The Washington State Ferry system has been operating a trial of onboard Wi-Fi for over two years: The system linking ferries and waiting areas with Internet access was supposed to operate for several months under a US Department of Transportation (DOT) grant that allowed Mobilisa, a firm located up in the tiny, marvelous town of Port Townsend, to test and deploy a network. Then, this firm would help write the RFP; they'd be barred from bidding, however. I wrote about this as part of an article on Wi-Fi on buses, trains, and boats for The New York Times back in July 2004. (That article led into the rail-based Internet access article I wrote for this week's Economist, too. Fruition of these services took two years, apparently.)

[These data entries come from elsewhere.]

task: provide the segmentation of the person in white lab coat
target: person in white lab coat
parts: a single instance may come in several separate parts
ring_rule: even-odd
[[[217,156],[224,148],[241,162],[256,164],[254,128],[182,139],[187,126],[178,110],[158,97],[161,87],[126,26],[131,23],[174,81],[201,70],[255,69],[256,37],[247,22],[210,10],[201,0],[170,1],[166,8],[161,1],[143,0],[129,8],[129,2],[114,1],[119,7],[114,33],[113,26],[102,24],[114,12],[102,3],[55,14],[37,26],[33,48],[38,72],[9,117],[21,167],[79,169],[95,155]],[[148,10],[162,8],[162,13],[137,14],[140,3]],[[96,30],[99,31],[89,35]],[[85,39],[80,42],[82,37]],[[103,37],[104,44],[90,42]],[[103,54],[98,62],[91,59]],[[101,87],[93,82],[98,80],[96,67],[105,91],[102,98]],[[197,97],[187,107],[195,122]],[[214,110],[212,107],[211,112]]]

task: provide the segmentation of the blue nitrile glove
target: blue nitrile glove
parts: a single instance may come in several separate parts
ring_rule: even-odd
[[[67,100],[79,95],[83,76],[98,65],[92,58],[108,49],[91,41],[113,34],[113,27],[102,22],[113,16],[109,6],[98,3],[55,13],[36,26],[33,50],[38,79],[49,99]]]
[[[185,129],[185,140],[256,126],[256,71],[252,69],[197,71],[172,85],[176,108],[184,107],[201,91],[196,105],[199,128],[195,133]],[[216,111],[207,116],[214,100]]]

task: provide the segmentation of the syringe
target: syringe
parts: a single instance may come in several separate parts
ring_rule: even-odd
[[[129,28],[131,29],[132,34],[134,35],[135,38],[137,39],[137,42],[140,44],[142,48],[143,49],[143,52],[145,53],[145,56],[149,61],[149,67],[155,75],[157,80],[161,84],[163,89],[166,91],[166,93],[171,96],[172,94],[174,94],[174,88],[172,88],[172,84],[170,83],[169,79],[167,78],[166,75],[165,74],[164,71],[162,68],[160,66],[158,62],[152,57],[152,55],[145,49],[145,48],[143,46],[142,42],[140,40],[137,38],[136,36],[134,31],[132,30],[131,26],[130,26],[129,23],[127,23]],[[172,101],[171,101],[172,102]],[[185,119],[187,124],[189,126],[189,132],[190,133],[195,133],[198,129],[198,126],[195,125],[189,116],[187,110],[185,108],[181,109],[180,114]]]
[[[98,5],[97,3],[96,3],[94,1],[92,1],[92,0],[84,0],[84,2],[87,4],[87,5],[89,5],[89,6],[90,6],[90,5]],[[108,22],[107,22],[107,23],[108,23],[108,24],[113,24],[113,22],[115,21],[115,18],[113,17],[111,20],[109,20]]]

Parsons has been awarded the contract, according to a mailing from the WSF today, and it's confirmed on Mobilisa's ferry site. The service has been operated at no cost to date, but Parsons will convert it to a fee-based service. The ferry system had no interest in underwriting the service, although they said two years ago they thought the marketing value for a major telecom firm might have been worth offering no-cost access. During the transition, service will remain free, but there will be interruptions as Parsons installs its own gear. Parsons also won the VIA Rail contract in Canada several months ago, and they are actively involved in a number of transportation-related Wi-Fi operations and bids, given their international focus on the transport industry. The email from Parsons promises to increase the service's backhaul bandwidth, and to offer voice over IP in the future.
The WSF handles about half of all passenger trips on ferries in the US--a total of about 25 million passenger trips each year--and a considerable but smaller fraction of all car ferry trips. Half of the WSF passengers are commuters. (Staten Island Ferries has 20m yearly riders, and while they added Wi-Fi to terminals some time ago, I have heard nothing about on-board access on the short hop it covers.)
Typical commuter runs from Bainbridge Island and the Olympic Peninsula's Kingston port take about 30 minutes, but wait times can be one to two hours or longer during rush hour. Because the service was designed to cover the extensive car waiting areas, someone could remain in their car and get work done during those long periods while they're just parked.